The slope (m) indicates how steep the line is, and the y-intercept (c) is the starting point of the line. If you are given these two components, it's straightforward to write the line's equation.

Graphing a linear equation involves plotting points on a coordinate plane and drawing a line through these points.
Let's use the equation from the exercise, y = -2x - 1 .

1. Plot the y-intercept (0, -1). This point is where the line crosses the y-axis.
2. Use the slope to find another point on the line. The slope in our example is -2, which can be written as -2/1. This tells us to move 2 units down for every 1 unit we move to the right from the y-intercept.
3. For instance, starting at (0, -1), move right 1 unit to (1, -1), then down 2 units to (1, -3).
4. Draw a straight line through these points.

Now you have the graph of the equation y = -2x - 1 .

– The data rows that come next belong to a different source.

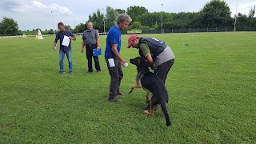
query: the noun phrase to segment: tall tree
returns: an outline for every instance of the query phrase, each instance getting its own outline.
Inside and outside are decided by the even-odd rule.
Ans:
[[[237,24],[238,27],[245,27],[248,26],[248,17],[246,14],[242,14],[241,13],[238,14],[237,16]]]
[[[89,15],[89,20],[94,23],[94,27],[99,31],[103,31],[104,30],[104,14],[100,10],[98,10],[96,13],[93,13],[92,15]]]
[[[122,13],[126,13],[126,10],[121,10],[121,9],[116,9],[116,10],[114,10],[114,11],[115,11],[116,13],[118,13],[118,14],[122,14]]]
[[[72,31],[74,33],[82,33],[86,30],[86,24],[80,23],[79,25],[76,26],[74,30],[73,30]]]
[[[203,27],[224,27],[232,23],[230,9],[225,1],[212,0],[200,10]]]
[[[18,22],[11,18],[3,17],[0,22],[1,34],[18,34]]]
[[[65,25],[65,29],[70,30],[71,30],[71,26],[70,25]]]
[[[146,10],[143,6],[130,6],[126,10],[127,14],[133,19],[133,22],[139,21],[138,17],[148,13],[148,10]]]

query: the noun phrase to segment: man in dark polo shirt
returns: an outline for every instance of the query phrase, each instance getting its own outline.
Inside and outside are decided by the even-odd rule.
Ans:
[[[88,60],[88,73],[93,72],[92,58],[94,59],[95,69],[97,72],[101,71],[98,56],[93,55],[93,50],[97,48],[99,50],[98,33],[94,29],[93,22],[87,22],[87,30],[82,34],[82,45],[81,52],[83,53],[84,47],[86,48],[86,58]]]
[[[73,66],[72,66],[72,50],[71,50],[71,42],[70,42],[68,46],[62,45],[62,41],[64,39],[64,36],[69,37],[70,40],[75,41],[76,38],[73,33],[68,30],[65,29],[64,24],[62,22],[58,23],[58,27],[59,31],[56,34],[55,41],[54,43],[54,49],[56,50],[56,45],[58,40],[60,40],[60,45],[59,45],[59,74],[62,74],[64,73],[64,65],[63,65],[63,60],[65,54],[66,54],[67,60],[69,62],[69,70],[70,74],[73,73]]]

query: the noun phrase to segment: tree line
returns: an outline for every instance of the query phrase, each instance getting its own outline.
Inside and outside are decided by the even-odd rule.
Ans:
[[[154,30],[162,29],[162,14],[163,19],[163,29],[185,29],[185,28],[215,28],[234,27],[236,19],[237,27],[254,27],[256,26],[255,6],[249,10],[249,14],[238,13],[234,18],[228,4],[222,0],[212,0],[198,12],[149,12],[143,6],[130,6],[126,10],[114,9],[106,6],[106,14],[104,10],[98,10],[90,14],[88,21],[94,22],[94,28],[100,32],[108,31],[115,24],[119,14],[126,13],[133,19],[130,30]],[[86,22],[80,23],[71,29],[70,26],[66,26],[67,30],[73,33],[82,33],[86,29]],[[32,31],[35,31],[33,30]],[[18,30],[17,22],[10,18],[3,17],[0,21],[0,34],[18,34],[24,33]],[[46,30],[42,34],[54,34],[54,30]]]
[[[113,9],[107,6],[104,15],[101,10],[89,15],[89,20],[94,23],[94,27],[99,31],[104,31],[104,21],[106,31],[115,23],[117,16],[121,13],[127,13],[133,22],[129,30],[154,30],[162,29],[162,12],[150,13],[143,6],[130,6],[126,10]],[[212,0],[207,2],[198,12],[162,12],[163,29],[184,29],[184,28],[215,28],[234,27],[235,18],[236,26],[253,27],[256,26],[255,6],[249,10],[249,14],[238,13],[234,18],[228,4],[222,0]],[[82,32],[86,23],[81,23],[74,30]]]

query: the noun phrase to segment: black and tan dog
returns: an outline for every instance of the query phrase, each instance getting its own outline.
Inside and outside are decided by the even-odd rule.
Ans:
[[[150,106],[150,114],[154,115],[154,109],[161,106],[162,111],[166,118],[166,126],[171,125],[167,112],[168,93],[162,80],[152,72],[149,71],[149,65],[143,57],[138,57],[130,60],[130,63],[137,66],[138,74],[136,84],[133,85],[129,91],[130,94],[134,88],[143,88],[146,91],[146,100]],[[149,100],[149,94],[152,93]]]

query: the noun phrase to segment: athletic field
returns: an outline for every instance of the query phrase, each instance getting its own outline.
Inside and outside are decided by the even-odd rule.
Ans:
[[[129,62],[138,50],[121,55]],[[128,90],[137,70],[123,68],[122,103],[108,102],[110,76],[87,74],[81,36],[72,42],[74,74],[58,75],[54,37],[0,39],[0,143],[255,143],[256,33],[148,34],[166,42],[167,127],[161,110],[142,114],[145,92]],[[100,37],[104,49],[106,36]],[[103,50],[104,52],[104,50]]]

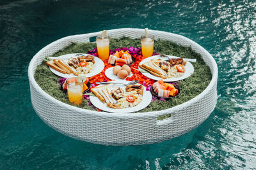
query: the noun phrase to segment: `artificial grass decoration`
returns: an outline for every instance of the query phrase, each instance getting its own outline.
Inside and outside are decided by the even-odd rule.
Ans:
[[[109,44],[109,48],[111,50],[122,47],[141,46],[140,39],[125,37],[120,39],[111,39]],[[52,56],[58,57],[71,53],[86,53],[88,51],[92,50],[95,47],[95,43],[74,43]],[[201,55],[193,51],[191,48],[160,39],[155,41],[154,50],[156,52],[161,54],[179,56],[182,58],[196,59],[196,62],[191,62],[195,71],[189,78],[179,81],[179,86],[181,90],[181,94],[179,97],[166,101],[155,100],[151,102],[148,106],[138,112],[163,110],[180,104],[200,94],[210,83],[212,77],[210,68],[201,58]],[[60,78],[50,71],[44,61],[37,67],[34,76],[36,83],[44,91],[56,99],[72,105],[68,101],[67,94],[63,93],[60,89],[58,83]],[[80,107],[90,110],[93,110],[88,105],[87,100],[84,101]],[[160,119],[164,118],[166,117],[161,117]]]

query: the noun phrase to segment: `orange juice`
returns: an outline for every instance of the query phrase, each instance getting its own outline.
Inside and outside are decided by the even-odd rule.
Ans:
[[[153,55],[154,38],[141,36],[141,51],[143,57],[148,57]]]
[[[106,60],[109,56],[109,38],[97,38],[97,49],[99,58]]]
[[[83,83],[78,83],[76,78],[67,79],[67,87],[69,101],[74,104],[81,104],[83,102]]]

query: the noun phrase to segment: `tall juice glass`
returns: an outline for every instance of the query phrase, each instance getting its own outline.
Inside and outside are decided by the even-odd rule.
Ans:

The y-intercept (c) is a vital part of the slope-intercept form. It represents where the line intersects the y-axis. In real-world applications, this is often where you start plotting the line.
In the exercise, the y-intercept is given as (0, -1). This means that the line crosses the y-axis at the point where y = -1.
To find the y-intercept on your own, set x to 0 in the equation and solve for y. For example, in the slope-intercept form y = mx + c, if x is 0, then y = c.
So, the y-coordinate is simply the constant term 'c' when x is zero. This makes finding and plotting the y-intercept very straightforward.
Understanding the y-intercept helps you quickly get started on graphing the equation.